Donna Leon

Donna Leon

My sister bought me two Donna Leon books for Christmas and I enjoyed reading them both in front of an open fire relaxing at home with my dog, before going back to work in January. The first was the first book in the Brunetti series: Death a la Fenice. It is set in Venice and follows the Commissario of Police, Guido Brunetti, as he tries to find out who poisoned the world-famous German conductor Helmut Wellauer in the middle of an opera performance. The conductor turns out to be a man with many enemies and a murky wartime past (the book is set in the early 1990s), so it is not easy untangling who might have done it. Unusually for a detective, Brunetti has a fulfilling home life, with a loving wife whom he enjoys returning to at the end of a trying day dealing with his demanding boss, with leads going nowhere and mounting pressure to solve the case. I have never been to Venice, but the novel conjures up the canals and streets in winter beautifully. It made me want to put on a thick, warm coat and go to Venice immediately (before it sinks).

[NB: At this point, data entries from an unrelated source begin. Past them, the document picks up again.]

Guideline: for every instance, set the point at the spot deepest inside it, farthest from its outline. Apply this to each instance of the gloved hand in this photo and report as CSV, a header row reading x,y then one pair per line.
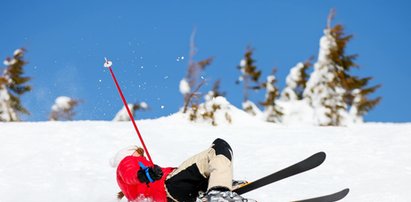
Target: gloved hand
x,y
149,174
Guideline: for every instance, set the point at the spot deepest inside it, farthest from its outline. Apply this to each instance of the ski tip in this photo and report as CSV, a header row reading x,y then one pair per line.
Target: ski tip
x,y
320,155
107,63
346,191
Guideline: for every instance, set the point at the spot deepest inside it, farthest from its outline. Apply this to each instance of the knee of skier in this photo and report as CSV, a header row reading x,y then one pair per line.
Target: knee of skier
x,y
222,147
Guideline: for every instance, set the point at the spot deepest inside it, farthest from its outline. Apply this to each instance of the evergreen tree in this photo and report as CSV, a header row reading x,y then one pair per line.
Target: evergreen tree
x,y
332,89
325,90
296,82
356,88
12,87
272,111
249,75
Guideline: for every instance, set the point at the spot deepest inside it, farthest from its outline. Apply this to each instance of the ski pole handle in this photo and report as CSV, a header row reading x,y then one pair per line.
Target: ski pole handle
x,y
108,64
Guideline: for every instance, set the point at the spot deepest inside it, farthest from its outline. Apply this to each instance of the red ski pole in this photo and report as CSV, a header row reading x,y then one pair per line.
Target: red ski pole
x,y
108,64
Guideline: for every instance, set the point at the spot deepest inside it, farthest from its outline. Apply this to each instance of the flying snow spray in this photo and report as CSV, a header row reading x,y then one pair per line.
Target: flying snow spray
x,y
108,65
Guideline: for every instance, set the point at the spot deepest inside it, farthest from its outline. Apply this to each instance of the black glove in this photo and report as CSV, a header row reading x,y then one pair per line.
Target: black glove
x,y
150,174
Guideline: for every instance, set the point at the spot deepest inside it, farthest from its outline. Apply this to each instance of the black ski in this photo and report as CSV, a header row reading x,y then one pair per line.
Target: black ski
x,y
328,198
302,166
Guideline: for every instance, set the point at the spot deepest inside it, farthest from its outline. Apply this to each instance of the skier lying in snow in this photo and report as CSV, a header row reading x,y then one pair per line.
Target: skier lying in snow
x,y
209,172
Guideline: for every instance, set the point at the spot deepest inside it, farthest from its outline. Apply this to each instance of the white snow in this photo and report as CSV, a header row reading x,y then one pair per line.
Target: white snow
x,y
122,115
62,103
184,87
70,161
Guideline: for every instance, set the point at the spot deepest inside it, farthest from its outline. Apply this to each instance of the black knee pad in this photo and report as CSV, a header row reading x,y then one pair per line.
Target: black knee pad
x,y
222,147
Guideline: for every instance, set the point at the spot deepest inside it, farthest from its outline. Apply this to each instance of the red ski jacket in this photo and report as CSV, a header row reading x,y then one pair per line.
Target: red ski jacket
x,y
132,187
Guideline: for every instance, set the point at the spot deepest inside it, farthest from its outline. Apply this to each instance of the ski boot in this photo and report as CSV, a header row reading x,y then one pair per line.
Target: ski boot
x,y
222,196
239,183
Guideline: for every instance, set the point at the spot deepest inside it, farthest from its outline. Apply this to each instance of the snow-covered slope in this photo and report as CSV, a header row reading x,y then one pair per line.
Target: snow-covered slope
x,y
69,161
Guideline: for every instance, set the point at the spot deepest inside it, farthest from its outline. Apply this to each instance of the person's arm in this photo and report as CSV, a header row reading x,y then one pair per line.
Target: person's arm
x,y
128,172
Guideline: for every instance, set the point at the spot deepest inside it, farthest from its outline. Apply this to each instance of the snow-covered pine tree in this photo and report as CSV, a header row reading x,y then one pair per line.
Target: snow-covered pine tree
x,y
356,90
211,106
122,115
325,91
360,103
296,82
250,78
63,109
272,112
190,85
12,87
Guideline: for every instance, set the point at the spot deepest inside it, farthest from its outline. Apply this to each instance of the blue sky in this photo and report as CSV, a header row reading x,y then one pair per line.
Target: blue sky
x,y
68,40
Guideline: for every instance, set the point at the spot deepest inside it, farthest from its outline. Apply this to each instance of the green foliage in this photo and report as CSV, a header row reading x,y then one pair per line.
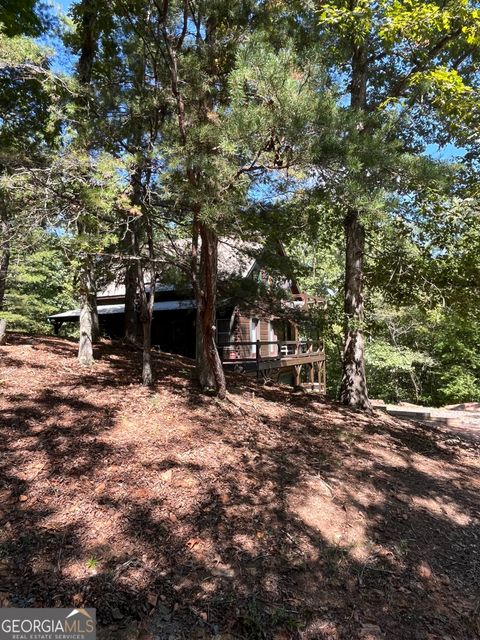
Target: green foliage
x,y
39,284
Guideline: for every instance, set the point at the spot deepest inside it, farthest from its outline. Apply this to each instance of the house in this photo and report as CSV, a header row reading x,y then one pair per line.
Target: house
x,y
251,335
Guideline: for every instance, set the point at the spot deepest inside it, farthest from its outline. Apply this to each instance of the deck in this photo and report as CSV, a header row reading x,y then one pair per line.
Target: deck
x,y
269,359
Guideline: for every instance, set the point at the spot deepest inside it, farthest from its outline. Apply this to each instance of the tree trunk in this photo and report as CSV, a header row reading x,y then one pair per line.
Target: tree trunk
x,y
209,366
353,388
146,314
131,325
87,313
92,302
3,331
4,261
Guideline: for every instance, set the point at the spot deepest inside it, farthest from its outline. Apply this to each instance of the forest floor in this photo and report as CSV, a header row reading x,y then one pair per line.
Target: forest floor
x,y
272,515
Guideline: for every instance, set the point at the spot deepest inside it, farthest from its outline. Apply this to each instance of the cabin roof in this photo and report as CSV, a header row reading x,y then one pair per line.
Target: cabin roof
x,y
112,309
234,258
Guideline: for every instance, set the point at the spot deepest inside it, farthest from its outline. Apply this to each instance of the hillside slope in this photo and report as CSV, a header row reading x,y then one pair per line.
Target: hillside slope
x,y
271,515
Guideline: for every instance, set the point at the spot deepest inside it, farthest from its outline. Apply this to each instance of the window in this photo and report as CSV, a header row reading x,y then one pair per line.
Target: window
x,y
254,333
271,338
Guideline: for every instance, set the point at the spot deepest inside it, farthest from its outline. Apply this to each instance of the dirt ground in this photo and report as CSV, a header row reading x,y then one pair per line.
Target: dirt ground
x,y
272,515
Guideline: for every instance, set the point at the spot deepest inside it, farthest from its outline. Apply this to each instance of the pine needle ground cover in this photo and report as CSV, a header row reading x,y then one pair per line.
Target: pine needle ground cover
x,y
272,514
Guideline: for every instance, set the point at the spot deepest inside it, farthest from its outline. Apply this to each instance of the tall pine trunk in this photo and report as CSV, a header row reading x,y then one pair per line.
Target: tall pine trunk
x,y
353,388
131,325
4,258
87,313
209,366
147,301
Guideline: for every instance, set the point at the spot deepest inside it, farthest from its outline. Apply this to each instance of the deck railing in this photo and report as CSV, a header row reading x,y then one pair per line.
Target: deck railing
x,y
268,349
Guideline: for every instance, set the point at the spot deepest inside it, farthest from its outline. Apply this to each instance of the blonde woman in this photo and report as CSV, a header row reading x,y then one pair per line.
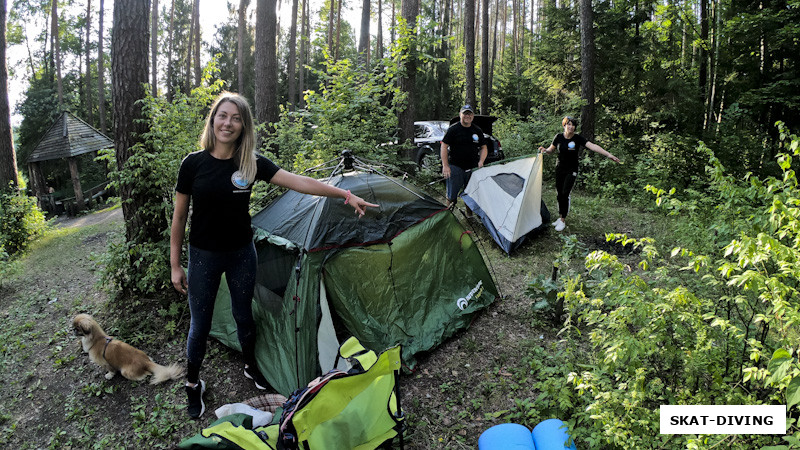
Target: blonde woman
x,y
569,145
217,181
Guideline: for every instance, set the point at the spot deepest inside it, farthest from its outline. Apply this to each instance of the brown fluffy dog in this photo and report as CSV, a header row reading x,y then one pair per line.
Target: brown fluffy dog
x,y
116,356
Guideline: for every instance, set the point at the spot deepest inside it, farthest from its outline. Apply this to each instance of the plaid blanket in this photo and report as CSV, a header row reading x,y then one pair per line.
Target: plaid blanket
x,y
266,402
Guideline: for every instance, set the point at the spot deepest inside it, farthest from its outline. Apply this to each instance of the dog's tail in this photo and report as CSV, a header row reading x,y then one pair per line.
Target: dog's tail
x,y
164,373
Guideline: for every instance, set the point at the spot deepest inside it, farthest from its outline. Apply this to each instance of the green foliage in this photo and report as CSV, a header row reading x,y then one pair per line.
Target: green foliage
x,y
712,326
349,111
142,264
21,222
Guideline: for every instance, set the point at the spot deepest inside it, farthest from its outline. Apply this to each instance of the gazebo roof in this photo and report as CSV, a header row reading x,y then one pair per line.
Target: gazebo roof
x,y
69,136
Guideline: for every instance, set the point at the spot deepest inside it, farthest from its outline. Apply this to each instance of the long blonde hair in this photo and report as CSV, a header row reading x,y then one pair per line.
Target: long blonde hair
x,y
246,144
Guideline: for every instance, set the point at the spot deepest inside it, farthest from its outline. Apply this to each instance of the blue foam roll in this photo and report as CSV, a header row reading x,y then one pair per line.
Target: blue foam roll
x,y
549,435
506,436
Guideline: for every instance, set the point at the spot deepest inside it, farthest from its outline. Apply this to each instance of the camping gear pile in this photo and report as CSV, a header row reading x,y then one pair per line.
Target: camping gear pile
x,y
342,410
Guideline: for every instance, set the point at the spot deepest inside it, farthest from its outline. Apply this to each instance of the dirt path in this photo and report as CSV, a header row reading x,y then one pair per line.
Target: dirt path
x,y
105,216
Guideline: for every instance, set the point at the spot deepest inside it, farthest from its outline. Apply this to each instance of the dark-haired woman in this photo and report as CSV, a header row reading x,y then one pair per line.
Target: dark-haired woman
x,y
218,180
569,147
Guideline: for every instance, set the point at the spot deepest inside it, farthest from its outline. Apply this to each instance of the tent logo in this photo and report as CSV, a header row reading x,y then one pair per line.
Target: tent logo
x,y
463,302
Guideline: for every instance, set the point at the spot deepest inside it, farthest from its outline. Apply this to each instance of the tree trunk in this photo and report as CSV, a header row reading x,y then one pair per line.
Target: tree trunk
x,y
379,37
516,45
408,82
170,51
187,82
587,69
129,72
57,53
74,175
702,78
442,72
87,82
292,69
301,79
485,64
469,51
101,79
494,45
338,30
198,69
9,175
241,30
363,40
154,49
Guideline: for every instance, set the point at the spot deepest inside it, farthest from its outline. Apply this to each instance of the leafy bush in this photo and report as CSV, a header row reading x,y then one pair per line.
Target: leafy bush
x,y
21,221
688,327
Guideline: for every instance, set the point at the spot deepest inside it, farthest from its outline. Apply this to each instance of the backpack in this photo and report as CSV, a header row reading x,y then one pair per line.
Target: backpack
x,y
358,408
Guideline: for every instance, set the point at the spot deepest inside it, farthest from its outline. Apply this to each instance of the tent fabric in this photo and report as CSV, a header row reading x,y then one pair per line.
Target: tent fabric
x,y
407,273
508,199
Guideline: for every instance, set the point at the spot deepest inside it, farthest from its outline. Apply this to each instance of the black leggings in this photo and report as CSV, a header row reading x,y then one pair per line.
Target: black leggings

The second book in the series, Death in a Strange Country, starts with the discovery of an American body in one of Venice’s canals, and follows Brunetti as he finds out who the victim is and tries to get to the bottom of what has happened. It takes him to an American military base at Vicenza where something sinister is going on and where everyone is working hard to place blame elsewhere and to cover up what is really going on. Brunetti’s father-in-law, a Count, gets involved to help, there is a missing Monet painting to track down, and a pair of shoes to be disposed of when they become too dangerous to wear. Intrigued? You will be.